INVESTIGADORES
RABINOVICH Gabriel Adrian
artículos
Título:
GALECTIN-3 MEDIATES INTERLEUKIN-4-INDUCED SURVIVAL AND DIFFERENTIATION OF B CELLS: FUNCTIONAL CROSS-TALK AND IMPLICATIONS DURING TRYPANOSOMA CRUZI INFECTION
Autor/es:
EVA V ACOSTA-RODRÍGUEZ;; CAROLINA L MONTES;; CLAUDIA C MOTRÁN;; ELINA I ZUNIGA;; FU-TONG LIU,; GABRIEL A. RABINOVICH,; ADRIANA GRUPPI
Revista:
JOURNAL OF IMMUNOLOGY
Editorial:
American Association of Immunologists
Referencias:
Lugar: Baltimore, MD, USA; Año: 2004 vol. 172 p. 493 - 502
ISSN:
0022-1767
Resumen:
The role of transcription factors in B cell survival and differentiation has been delineated during the last years. However, little is known about the intermediate signals and the intracellular pathways that control these events. Here, we provide evidence both in vitro and in vivo, showing that galectin-3 (Gal-3), a b-galactoside-binding protein, is a critical mediator of B cell differentiation and survival. Although Gal-3 is not expressed in resting B cells from normal mice, its expression is markedly induced after activation with stimuli such as IL-4 and CD40 crosslinking. These signals promote survival and block the final differentiation of these cells, thus allowing the rising of a memory B cell phenotype. In addition, Gal-3 is expressed in B cells from T cruzi-infected mice, which received signals for activation and differentiation in vivo.

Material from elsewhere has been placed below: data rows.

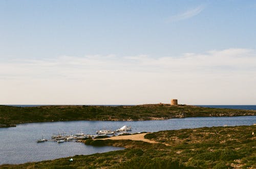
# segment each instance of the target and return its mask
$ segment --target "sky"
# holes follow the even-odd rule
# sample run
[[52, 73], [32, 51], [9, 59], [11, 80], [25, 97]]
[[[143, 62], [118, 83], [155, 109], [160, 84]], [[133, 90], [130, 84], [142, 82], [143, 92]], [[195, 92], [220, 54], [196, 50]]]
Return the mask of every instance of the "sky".
[[0, 1], [0, 104], [256, 104], [255, 1]]

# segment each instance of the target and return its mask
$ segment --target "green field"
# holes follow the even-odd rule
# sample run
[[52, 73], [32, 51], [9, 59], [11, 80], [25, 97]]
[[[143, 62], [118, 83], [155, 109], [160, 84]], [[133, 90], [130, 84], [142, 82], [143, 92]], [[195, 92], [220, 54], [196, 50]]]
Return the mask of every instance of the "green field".
[[[20, 165], [1, 168], [256, 168], [256, 126], [204, 127], [162, 131], [141, 141], [90, 140], [97, 146], [126, 147], [123, 150]], [[162, 143], [167, 144], [167, 146]]]
[[0, 105], [0, 127], [31, 122], [77, 120], [138, 121], [192, 117], [255, 116], [256, 110], [168, 104], [136, 106], [44, 106], [20, 107]]

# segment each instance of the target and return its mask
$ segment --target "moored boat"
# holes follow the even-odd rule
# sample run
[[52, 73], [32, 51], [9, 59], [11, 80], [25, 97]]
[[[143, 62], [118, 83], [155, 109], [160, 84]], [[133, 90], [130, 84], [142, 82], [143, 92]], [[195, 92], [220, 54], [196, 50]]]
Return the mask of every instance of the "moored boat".
[[123, 127], [121, 127], [119, 129], [116, 130], [116, 131], [117, 131], [117, 132], [126, 131], [131, 131], [131, 130], [132, 130], [132, 127], [131, 126], [123, 126]]
[[64, 143], [64, 140], [63, 139], [59, 139], [57, 141], [58, 143]]

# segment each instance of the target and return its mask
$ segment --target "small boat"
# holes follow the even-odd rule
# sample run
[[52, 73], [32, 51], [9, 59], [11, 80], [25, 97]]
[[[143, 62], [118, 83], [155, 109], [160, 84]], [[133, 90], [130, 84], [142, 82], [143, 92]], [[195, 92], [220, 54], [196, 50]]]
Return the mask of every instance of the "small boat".
[[63, 139], [59, 139], [57, 141], [57, 143], [64, 143], [64, 140]]
[[46, 139], [45, 139], [45, 138], [42, 138], [42, 139], [38, 139], [36, 140], [36, 142], [37, 143], [42, 143], [42, 142], [46, 142]]
[[47, 142], [47, 140], [45, 138], [44, 138], [44, 136], [42, 136], [42, 138], [41, 139], [37, 139], [36, 140], [36, 142], [37, 143], [42, 143], [42, 142]]
[[98, 130], [96, 131], [96, 133], [99, 135], [112, 135], [115, 134], [115, 132], [111, 130]]
[[131, 130], [132, 130], [132, 127], [131, 126], [123, 126], [123, 127], [121, 127], [119, 129], [116, 130], [116, 131], [117, 131], [117, 132], [126, 131], [131, 131]]
[[69, 137], [67, 137], [66, 139], [68, 142], [72, 141], [76, 139], [76, 136], [70, 136]]

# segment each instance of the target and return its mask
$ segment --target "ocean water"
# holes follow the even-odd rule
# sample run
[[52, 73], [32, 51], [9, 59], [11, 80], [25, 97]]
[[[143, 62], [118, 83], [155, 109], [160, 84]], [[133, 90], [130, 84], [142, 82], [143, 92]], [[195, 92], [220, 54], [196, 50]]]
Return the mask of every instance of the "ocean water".
[[256, 105], [196, 105], [198, 106], [211, 108], [256, 110]]
[[18, 164], [66, 157], [75, 155], [121, 150], [114, 147], [93, 147], [81, 143], [53, 142], [37, 143], [41, 137], [49, 139], [53, 133], [74, 134], [81, 132], [95, 134], [96, 130], [120, 128], [131, 126], [131, 132], [202, 127], [251, 125], [256, 123], [256, 116], [202, 117], [144, 121], [71, 121], [32, 123], [19, 124], [16, 127], [0, 128], [0, 164]]
[[[16, 107], [35, 107], [51, 105], [44, 104], [8, 104], [6, 105]], [[118, 106], [121, 105], [100, 105], [108, 106]], [[135, 105], [123, 105], [127, 106], [134, 106]], [[212, 108], [241, 109], [245, 110], [256, 110], [256, 105], [195, 105], [198, 106]]]

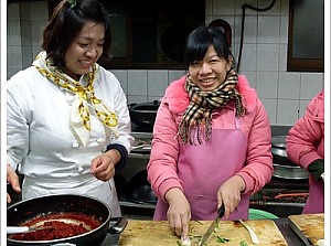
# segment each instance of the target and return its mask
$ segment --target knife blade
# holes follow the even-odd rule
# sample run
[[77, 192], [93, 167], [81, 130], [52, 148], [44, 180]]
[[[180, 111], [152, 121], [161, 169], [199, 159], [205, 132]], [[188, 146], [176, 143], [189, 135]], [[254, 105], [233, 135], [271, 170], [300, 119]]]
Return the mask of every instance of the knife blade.
[[209, 229], [205, 232], [205, 234], [202, 236], [199, 246], [205, 245], [212, 233], [215, 231], [215, 228], [218, 226], [220, 220], [224, 216], [225, 210], [224, 210], [224, 204], [218, 208], [217, 215], [215, 220], [212, 222], [210, 225]]

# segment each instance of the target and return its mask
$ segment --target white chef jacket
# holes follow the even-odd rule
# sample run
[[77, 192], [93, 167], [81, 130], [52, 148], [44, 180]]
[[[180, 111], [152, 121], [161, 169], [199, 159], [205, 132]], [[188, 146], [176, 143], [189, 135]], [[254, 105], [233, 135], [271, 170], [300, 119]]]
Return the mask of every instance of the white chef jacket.
[[[86, 85], [84, 76], [79, 83]], [[34, 66], [13, 75], [7, 83], [7, 161], [24, 174], [22, 199], [45, 194], [82, 194], [102, 200], [120, 216], [114, 180], [97, 180], [89, 173], [92, 160], [109, 143], [129, 152], [130, 118], [126, 96], [113, 73], [99, 67], [95, 96], [118, 117], [119, 138], [98, 119], [90, 106], [90, 137], [86, 149], [70, 129], [74, 94], [45, 78]]]

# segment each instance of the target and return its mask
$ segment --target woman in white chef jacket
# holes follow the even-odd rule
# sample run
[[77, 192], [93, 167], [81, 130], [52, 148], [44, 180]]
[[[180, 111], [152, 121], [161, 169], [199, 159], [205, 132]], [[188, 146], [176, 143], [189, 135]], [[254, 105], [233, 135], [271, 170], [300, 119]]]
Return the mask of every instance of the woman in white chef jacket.
[[32, 66], [7, 83], [7, 161], [24, 175], [22, 199], [82, 194], [120, 216], [114, 184], [134, 138], [127, 99], [108, 57], [109, 14], [97, 0], [64, 0]]

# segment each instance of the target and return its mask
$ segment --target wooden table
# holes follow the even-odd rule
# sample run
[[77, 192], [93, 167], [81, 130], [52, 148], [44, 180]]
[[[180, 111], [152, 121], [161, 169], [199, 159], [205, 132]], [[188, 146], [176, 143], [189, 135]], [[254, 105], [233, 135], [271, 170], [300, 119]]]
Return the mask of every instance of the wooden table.
[[[276, 227], [278, 228], [279, 233], [276, 232], [275, 225], [270, 224], [270, 222], [274, 222]], [[194, 223], [194, 222], [193, 222]], [[204, 233], [204, 229], [209, 226], [210, 222], [203, 222], [203, 225], [199, 225], [196, 226], [196, 231], [195, 233], [197, 233], [197, 228], [201, 227], [202, 234]], [[249, 225], [255, 226], [255, 225], [259, 225], [260, 223], [250, 223], [249, 221]], [[143, 226], [147, 225], [147, 227], [145, 227], [145, 232], [141, 232], [140, 228], [138, 227], [137, 229], [131, 231], [130, 227], [134, 226]], [[244, 229], [244, 227], [242, 225], [239, 225], [238, 223], [234, 223], [234, 229], [236, 232], [237, 235], [241, 235], [241, 238], [245, 239], [248, 245], [253, 245], [250, 239], [249, 239], [249, 235], [247, 233], [247, 231]], [[305, 246], [306, 244], [298, 237], [298, 235], [291, 229], [291, 227], [288, 224], [288, 218], [276, 218], [276, 220], [270, 220], [268, 223], [263, 223], [261, 225], [267, 226], [264, 228], [271, 228], [271, 233], [269, 233], [268, 237], [271, 238], [273, 235], [276, 235], [276, 238], [280, 238], [279, 244], [274, 244], [273, 246], [280, 246], [280, 245], [289, 245], [289, 246]], [[154, 227], [153, 227], [154, 226]], [[195, 227], [195, 226], [194, 226]], [[150, 231], [151, 228], [157, 229], [159, 233], [156, 233], [154, 231]], [[226, 227], [225, 227], [226, 228]], [[130, 229], [130, 231], [129, 231]], [[161, 231], [160, 231], [161, 229]], [[222, 228], [218, 228], [217, 231], [220, 232]], [[228, 228], [227, 228], [228, 229]], [[138, 232], [141, 232], [140, 235], [134, 235]], [[200, 232], [200, 229], [199, 229]], [[225, 232], [225, 231], [224, 231]], [[260, 234], [260, 229], [257, 229], [257, 233]], [[266, 231], [267, 232], [267, 231]], [[162, 233], [167, 233], [167, 235], [163, 235]], [[276, 242], [276, 239], [267, 239], [266, 235], [267, 233], [261, 232], [263, 234], [259, 235], [260, 240], [261, 242], [266, 242], [268, 240], [270, 242]], [[171, 240], [170, 244], [158, 244], [160, 242], [161, 235], [164, 236], [166, 242]], [[132, 236], [132, 238], [129, 238], [130, 236]], [[141, 239], [142, 238], [142, 239]], [[153, 242], [153, 238], [157, 238], [157, 242]], [[164, 240], [163, 239], [163, 240]], [[237, 242], [238, 237], [236, 236], [236, 240], [233, 240], [233, 244], [226, 243], [226, 246], [231, 246], [231, 245], [236, 245], [238, 246], [238, 244], [236, 244], [235, 242]], [[177, 240], [179, 240], [179, 238], [177, 236], [174, 236], [171, 232], [170, 228], [168, 226], [167, 222], [143, 222], [143, 221], [131, 221], [129, 220], [129, 224], [127, 226], [127, 228], [125, 229], [125, 232], [122, 233], [122, 235], [108, 235], [104, 242], [104, 244], [102, 246], [142, 246], [142, 245], [167, 245], [167, 246], [178, 246]], [[147, 242], [147, 243], [146, 243]], [[284, 243], [285, 242], [285, 243]], [[220, 246], [220, 244], [207, 244], [207, 246], [210, 245], [217, 245]], [[263, 246], [266, 246], [268, 244], [260, 244]], [[270, 245], [270, 244], [269, 244]]]

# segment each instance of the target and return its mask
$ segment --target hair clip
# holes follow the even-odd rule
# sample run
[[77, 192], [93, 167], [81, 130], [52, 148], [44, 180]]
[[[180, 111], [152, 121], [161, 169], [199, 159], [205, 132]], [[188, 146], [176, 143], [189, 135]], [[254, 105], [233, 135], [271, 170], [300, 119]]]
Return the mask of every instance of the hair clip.
[[67, 2], [71, 4], [71, 8], [76, 6], [76, 0], [67, 0]]

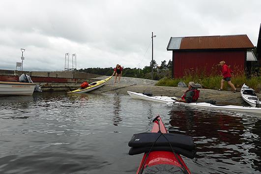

By using an antisense strategy, we determined that Gal-3 is a critical signal mediating the effects of IL-4 on B cell fate. Blockade of intracellular Gal-3 in vitro abrogated IL-4-induced survival of activated B cells, favoring the differentiation towards a plasma cell pathway.  Moreover, B cells with restrained endogenous Gal-3 expression failed to downregulate the Blimp-1 transcription factor after IL-4 stimulation.  Finally, inhibition of Gal-3 in vivo skewed the balance towards plasma cell differentiation, which resulted in increased immunoglobulin production and parasite clearance during T cruzi infection. Thus, the present study provides evidence of a novel role for Gal-3 as an intracellular mediator of B cell survival and a checkpoint in IL-4-induced B-cell commitment toward a memory phenotype.